Begriffe wie 'demiromantisch' und 'agender' können sehr präzise jemandes romantische Orientierung und Geschlecht beschreiben. So kenne auch Annika (durch ihre Arbeit bei Queer Lexikon) sehr viele Label und lerne auch immer wieder neue kennen, gerade Label auf dem aromantischen Spektrum oder nicht-binäre Geschlechter. Dieser Zufluss von Labeln ermutigt Menschen dazu, die eigene Identität näher zu erforschen, weswegen einige verschiedene Label ausprobieren, bis sie das passende gefunden haben.

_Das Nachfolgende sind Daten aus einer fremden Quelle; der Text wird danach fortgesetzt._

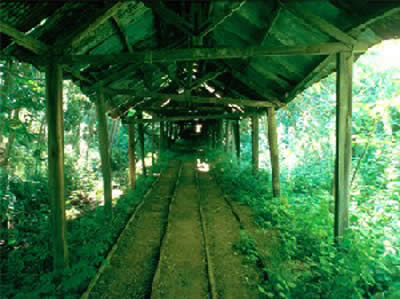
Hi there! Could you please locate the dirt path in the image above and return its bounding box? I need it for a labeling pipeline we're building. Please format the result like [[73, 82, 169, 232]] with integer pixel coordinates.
[[90, 161, 180, 299], [151, 162, 208, 299], [198, 172, 258, 298], [89, 157, 263, 299]]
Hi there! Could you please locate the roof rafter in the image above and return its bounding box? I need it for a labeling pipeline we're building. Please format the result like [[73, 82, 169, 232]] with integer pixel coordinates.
[[143, 0, 194, 36], [123, 112, 261, 124], [197, 0, 247, 38], [41, 42, 368, 65], [111, 15, 133, 53], [55, 1, 127, 53], [0, 23, 49, 54], [107, 89, 276, 117], [280, 1, 357, 45], [283, 4, 400, 102]]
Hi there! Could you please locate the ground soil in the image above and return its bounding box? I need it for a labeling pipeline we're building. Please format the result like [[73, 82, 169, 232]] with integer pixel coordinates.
[[199, 172, 259, 298], [89, 155, 267, 299], [89, 161, 179, 299], [151, 162, 208, 299]]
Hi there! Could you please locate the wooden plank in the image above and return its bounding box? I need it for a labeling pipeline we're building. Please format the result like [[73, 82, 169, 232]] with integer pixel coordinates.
[[46, 61, 68, 282], [197, 0, 247, 38], [123, 112, 258, 124], [143, 0, 194, 36], [282, 4, 357, 45], [0, 22, 49, 54], [267, 108, 281, 197], [96, 88, 112, 222], [282, 4, 400, 102], [251, 116, 259, 175], [38, 42, 368, 65], [334, 53, 353, 243], [106, 89, 276, 113], [128, 122, 136, 189], [55, 1, 127, 53], [111, 15, 133, 53]]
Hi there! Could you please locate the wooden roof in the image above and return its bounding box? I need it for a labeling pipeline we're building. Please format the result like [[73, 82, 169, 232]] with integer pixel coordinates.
[[0, 0, 400, 117]]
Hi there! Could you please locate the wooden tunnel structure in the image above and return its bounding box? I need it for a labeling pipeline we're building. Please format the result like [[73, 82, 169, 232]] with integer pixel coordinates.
[[0, 0, 400, 278]]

Um es mit Annikas Worten zu sagen:
„Wir erkennen immer mehr, wie komplex menschliche Sexualität, Beziehungen, Körper, Geschlechter etc. sein können – und dafür müssen wir erst eine Sprache finden. Die vielen neuen Label entwickeln sich, weil Menschen für das, was sie fühlen, Begriffe prägen – und darüber in Austausch kommen.”
Label sind also ein hilfreiches Mittel um sich selbst besser zu verstehen, diesen Teil der Identität an Mitmenschen zu vermitteln und vor allem auch um Menschen mit ähnlichen Erfahrungen zu finden. So betonte auch Annika: „Ich finde Label wichtig, um eine Community bilden zu können, um zu merken, dass ich nicht alleine bin. Um politisch aktiv werden zu können.” Vor allem für Menschen die ihre Identität im Detail verstehen wollen, ist die zunehmende Vielfalt und Genauigkeit der Label spannend.

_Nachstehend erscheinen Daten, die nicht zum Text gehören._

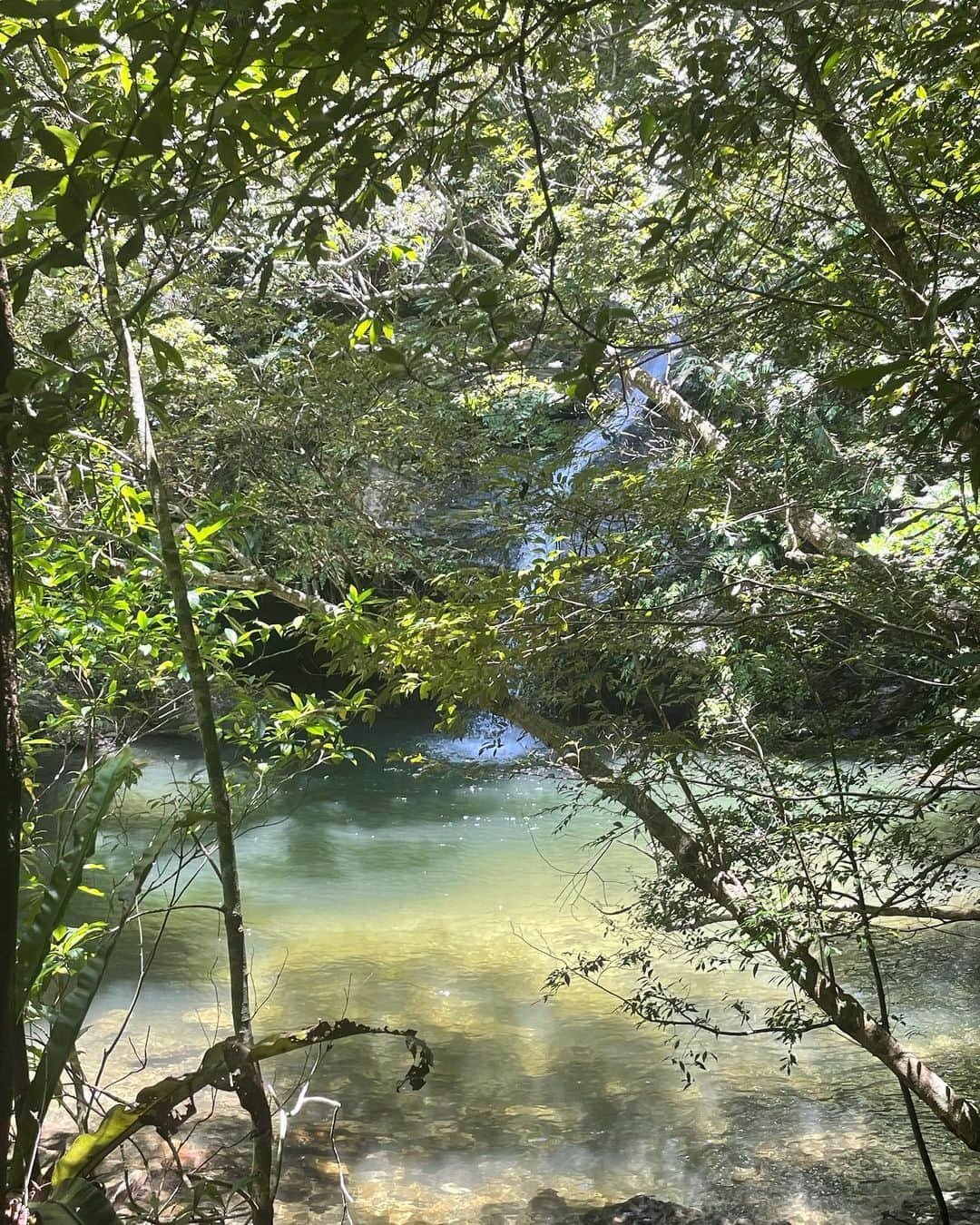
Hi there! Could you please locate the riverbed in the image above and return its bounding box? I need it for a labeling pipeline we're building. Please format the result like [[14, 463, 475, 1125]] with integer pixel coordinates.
[[82, 717, 980, 1225]]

Aber mit diesen immer präziser werdenden Labeln können diejenigen, die nicht zu 100% der Definition entsprechen, doch auch schnell ausgeschlossen werden, oder nicht? Führen sie nicht dazu, dass wir als Gesellschaft Menschen noch mehr in Schubladen stecken?

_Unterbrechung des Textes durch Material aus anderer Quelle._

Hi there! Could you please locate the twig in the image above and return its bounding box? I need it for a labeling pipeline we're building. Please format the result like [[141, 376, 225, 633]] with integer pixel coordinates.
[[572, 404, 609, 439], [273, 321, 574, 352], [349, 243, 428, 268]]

Annika ist sich dieser Gefahr durchaus bewusst: „Label können zu Schubladen werden,” sagte sie, „von außen und von innen – und dagegen müssen wir stehen. Nicht alle schwulen Männer sind gleich und es gibt nicht nur die eine Art, trans zu sein. Das muss klar sein. Aber Menschen dürfen sich so labeln, wie sie wollen und in ihren Labeln ein Zuhause finden.” Außerdem will vielleicht auch nicht jede*r, dass alle ganz genau über die eigene Orientierung Bescheid wissen. Vor allem bei weniger bekannten Labeln kann es in manchen Situationen angenehmer sein, ein allgemeines Label zu verwenden, statt das spezifische erstmal allen Anwesenden zu erklären. Auch gibt es Menschen wie Annika, die damit zufrieden sind, wenn der soziale Kreis weiß, dass sie nicht hetero sind.
Es ist also allen selbst überlassen, wie spezifisch die Label sind, die sie verwenden, ob sie nur eins, mehrere oder überhaupt keins verwenden, ob ihr Label schon gut etabliert ist oder nicht.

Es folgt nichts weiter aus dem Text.